Removals of salmon-eating California sea lions resumed this week when two of the big marine mammals were the captured below the Columbia River’s Bonneville Dam by state officials and chemically euthanized.

 

So far, few salmon, and even fewer California sea lions, have shown up at the dam. The “upriver” spring chinook count this year at Bonneville through Wednesday totaled 49 adult salmon, according to data posted online by the U.S. Army Corps of Engineers, which operates the dam. The counts at the dam usually rise to a peak in late April or early May.

 

At most eight individual California sea lions have been seen at Bonneville on any one day this year. And overall 11 different CSLs have been seen at the dam so far this season, which is a bit behind past years’ totals for this point in time, said Corps researcher Robert Stansell. During the past 10 years as many as 104 of the big pinnipeds have been seen at the dam over the course of a season, though the number was about half that last year. Most of the sea lions have exited the river by the end of May.

 

Personnel from Oregon and Washington departments of fish and wildlife are operating four floating sea lion traps at Bonneville Dam at various locations across the season. Traps were used to brand and/or put acoustic and/or GPS tags on sea lions. Observers atop the dam chart the eating habits of identifiable sea lions below the dam.

 

Researchers have estimated that the pinnipeds take from 1.5 to 4 percent of the spring chinook salmon run in the waters immediately below the dam, which is located 146 river miles from the Pacific.

 

The states of Idaho, Oregon and Washington have sought authority under the Marine Mammal Protection Act to remove individually identifiable California sea lions that are known to have a significant impact on salmon and steelhead stocks that are listed under the Endangered Species Act.

 

NOAA Fisheries Service first granted such authority in March 2008 and the states from 2008-2010 removed a total of 38 pinnipeds.

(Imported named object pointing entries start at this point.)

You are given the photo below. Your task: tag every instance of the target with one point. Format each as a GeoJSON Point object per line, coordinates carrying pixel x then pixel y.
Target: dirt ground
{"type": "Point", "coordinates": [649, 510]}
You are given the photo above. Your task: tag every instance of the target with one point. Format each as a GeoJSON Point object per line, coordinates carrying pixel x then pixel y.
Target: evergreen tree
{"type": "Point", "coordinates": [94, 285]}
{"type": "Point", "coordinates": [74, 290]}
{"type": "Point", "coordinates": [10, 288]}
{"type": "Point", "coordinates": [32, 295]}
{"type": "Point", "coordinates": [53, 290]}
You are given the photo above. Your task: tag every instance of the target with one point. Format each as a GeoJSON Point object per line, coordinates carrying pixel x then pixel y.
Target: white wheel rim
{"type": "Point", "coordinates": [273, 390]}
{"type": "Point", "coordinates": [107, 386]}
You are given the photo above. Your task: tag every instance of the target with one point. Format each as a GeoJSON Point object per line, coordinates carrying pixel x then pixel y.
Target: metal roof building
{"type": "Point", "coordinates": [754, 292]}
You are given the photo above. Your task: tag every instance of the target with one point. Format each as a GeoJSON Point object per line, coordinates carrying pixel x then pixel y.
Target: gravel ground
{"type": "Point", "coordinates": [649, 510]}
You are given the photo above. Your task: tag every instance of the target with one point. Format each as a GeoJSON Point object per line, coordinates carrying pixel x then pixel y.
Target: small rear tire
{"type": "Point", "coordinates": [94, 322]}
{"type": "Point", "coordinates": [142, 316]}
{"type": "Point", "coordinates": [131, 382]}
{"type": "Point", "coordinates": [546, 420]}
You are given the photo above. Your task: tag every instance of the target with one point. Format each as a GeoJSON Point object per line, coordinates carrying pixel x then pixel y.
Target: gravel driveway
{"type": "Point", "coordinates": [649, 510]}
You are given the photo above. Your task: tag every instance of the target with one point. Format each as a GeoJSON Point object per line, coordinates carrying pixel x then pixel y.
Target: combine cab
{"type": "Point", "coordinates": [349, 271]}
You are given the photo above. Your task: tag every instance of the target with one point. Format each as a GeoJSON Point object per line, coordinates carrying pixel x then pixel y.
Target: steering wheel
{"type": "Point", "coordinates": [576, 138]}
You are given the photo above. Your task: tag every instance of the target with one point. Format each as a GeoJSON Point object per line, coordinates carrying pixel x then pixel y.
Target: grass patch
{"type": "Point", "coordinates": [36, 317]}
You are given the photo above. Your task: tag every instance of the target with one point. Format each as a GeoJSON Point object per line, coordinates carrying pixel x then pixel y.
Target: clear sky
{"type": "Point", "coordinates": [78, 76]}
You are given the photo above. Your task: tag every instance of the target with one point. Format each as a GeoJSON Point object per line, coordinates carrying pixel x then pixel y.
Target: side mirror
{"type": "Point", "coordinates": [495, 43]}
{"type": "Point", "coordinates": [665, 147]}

The agency was able to locate homes for 10 of those animals in zoos or aquariums, but the rest met a fatal end.

 

Late in 2010 the U.S. Court of Appeals for the Ninth Circuit declared NOAA Fisheries authorizing decision illegal, thus precluding trapping in 2011.

 

The male sea lions wander north to forage following their early summer breeding season off the coast of California and in Mexico. In recent years more of the pinnipeds than did historically have begun wandering inland in late winter and spring to feed on salmon headed upstream to spawn.

 

The Humane Society of the United States has maintained, now and in related litigation dating back to 2008, that sea lions are natural predators and kill fewer fish than other legal causes of mortality like fishing and the operation of the hydro system.

 

The latest lawsuit was filed by the HSUS in U.S. District Court March 19. It alleges that a new NOAA Fisheries Service authorization decision, issued March 15, violates the MMPA.

 

The HSUS sought a temporary restraining to prevent implementation of the removal program this year but was denied March 22. The court did place a limit, 30, on the number of animals that can be removed this year.

 

The NOAA Fisheries’ letter of authorization would allow the states to remove up to 92 California sea lions per year for up to five years. Such removals would target marine mammals that are known to prey on salmon searching for an upriver passage route at the dam.